E recordava os seus grandes olhos, o seu sorriso, a graça das suas longas tranças, a sua mão tão fina, os seus seios incomparaveis, o perfume da sua «toilette».

Separando-se, após a sua entrevista nos «Passeios», Ronquerolle e a marqueza prometteram voltar a encontrar-se em Paris, depois da eleição de 15 de julho.

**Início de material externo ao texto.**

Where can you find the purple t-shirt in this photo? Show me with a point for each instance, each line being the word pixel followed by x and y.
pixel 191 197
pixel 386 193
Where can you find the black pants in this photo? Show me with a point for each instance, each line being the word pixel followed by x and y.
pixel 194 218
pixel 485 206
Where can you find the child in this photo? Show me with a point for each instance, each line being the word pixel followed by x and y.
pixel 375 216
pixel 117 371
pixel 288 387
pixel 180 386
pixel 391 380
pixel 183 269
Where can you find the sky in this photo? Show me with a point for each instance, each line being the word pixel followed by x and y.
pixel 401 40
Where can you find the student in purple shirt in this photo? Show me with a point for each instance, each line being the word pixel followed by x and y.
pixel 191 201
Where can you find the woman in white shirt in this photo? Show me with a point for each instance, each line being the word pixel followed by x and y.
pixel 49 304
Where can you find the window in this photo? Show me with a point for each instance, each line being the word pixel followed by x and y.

– Voltarmos a encontrar-nos aqui, no campo, é impossivel, disse a marqueza. Perder-nos-iamos os dois inutilmente. Eu seria envilecida, expulsa, vilipendiada como uma mulher publica. Tu, meu querido, tornar-te-ias suspeito a todos os que defendes e pezar-te-ia sempre o teres-me comprometido. Sejamos prudentes. Partirei para Paris alguns dias antes de ti. Virás então juntar-te a mim e lá construiremos um ninho para o nosso amôr.

Ronquerolle recordava este plano delineado pela sua amante e consultava as datas.

 

– Ainda oito dias! dizia elle. Encontral-a-hei em Paris, n'esse immenso Paris, quando partir.

Já elle calculava que partiria no dia seguinte ao da eleição quer vencesse ou não o marquez.

O amôr e a ambição confundiam-se no seu espirito e no seu coração. No coração da marqueza só o amôr vivia. Ella amava-o e n'estas palavras se reunia tudo para si. Ronquerolle pagava em amôr, amando-a tambem, mas, dotado de faculdades poderosas, tinha antes d'isso, um fim a cumprir, e com esse fim esperava elle construir o pedestal do seu amôr.